The Marine Corps Times embedded a reporter with the latest class of candidates. It reported Wednesday that one of the women was pulled for falling behind schedule. The other made it to the course’s end but did not meet its standards, as did six men, the newspaper said.
Corps commanders have said they will not lower standards to ensure that women can qualify for direct ground combat units. The Pentagon last winter lifted the ban on women in such jobs, but it has opted to conduct two years of study on how sex-integration would work for infantry, armor and special operations.
“The women seemingly failed primarily due to struggles with upper-body strength,” embedded reporter Dan Lamothe wrote. “In one example, they both struggled to climb a 20-foot rope required twice. One Marine made it all the way up it once, but could not do it again. The other woman — and a couple [of] men — were unable to make it up the rope one time.”

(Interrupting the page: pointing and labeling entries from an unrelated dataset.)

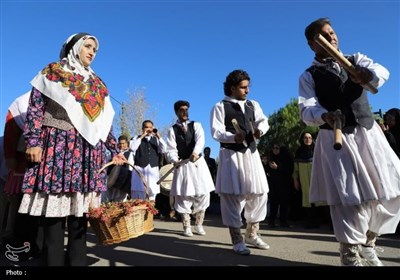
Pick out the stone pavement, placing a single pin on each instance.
(166, 247)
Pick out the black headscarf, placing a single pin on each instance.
(305, 152)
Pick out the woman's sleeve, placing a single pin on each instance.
(34, 120)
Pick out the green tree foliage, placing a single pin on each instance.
(133, 112)
(285, 128)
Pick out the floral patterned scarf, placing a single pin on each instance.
(79, 91)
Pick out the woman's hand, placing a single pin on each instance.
(119, 159)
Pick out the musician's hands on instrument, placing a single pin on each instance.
(194, 157)
(273, 165)
(257, 133)
(34, 154)
(362, 75)
(330, 118)
(384, 126)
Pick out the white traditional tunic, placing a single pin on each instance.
(192, 178)
(151, 174)
(238, 173)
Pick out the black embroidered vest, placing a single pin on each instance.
(147, 153)
(339, 92)
(184, 141)
(233, 111)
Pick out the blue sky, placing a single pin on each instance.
(184, 49)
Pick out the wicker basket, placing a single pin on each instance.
(148, 222)
(119, 227)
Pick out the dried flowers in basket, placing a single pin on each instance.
(115, 222)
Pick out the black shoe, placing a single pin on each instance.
(286, 225)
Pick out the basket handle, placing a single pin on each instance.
(146, 187)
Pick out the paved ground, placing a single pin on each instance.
(166, 246)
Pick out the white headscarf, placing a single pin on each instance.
(78, 90)
(18, 109)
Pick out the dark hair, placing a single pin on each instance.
(146, 121)
(68, 46)
(233, 79)
(178, 104)
(123, 137)
(315, 27)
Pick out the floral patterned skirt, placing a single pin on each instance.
(59, 205)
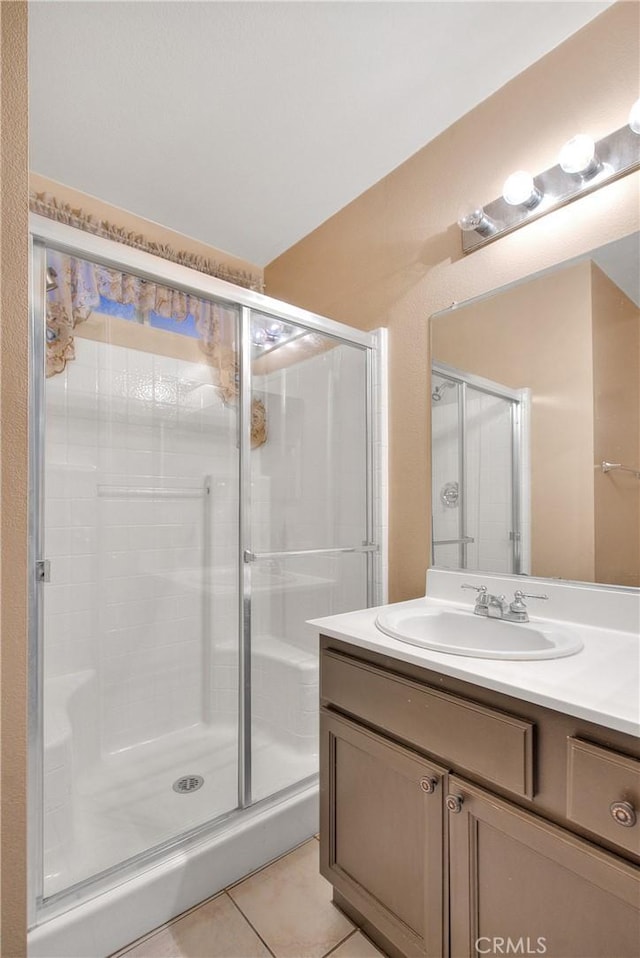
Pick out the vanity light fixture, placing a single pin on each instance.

In October, two women failed to complete the course, one because of a foot fracture. In April, two other female lieutenants were unable to finish the 13-week training regimen, which is designed to create ground combat commanders.
A Corps memo sent to Congress, and obtained by The Washington Times, said it is developing a “predictive mechanism.”
“The Marine Corps‘ high standards cannot be lowered, nor can we artificially lower them to ensure a certain percentage of females will qualify,” the memo states. “Conversely, we will not artificially raise standards.”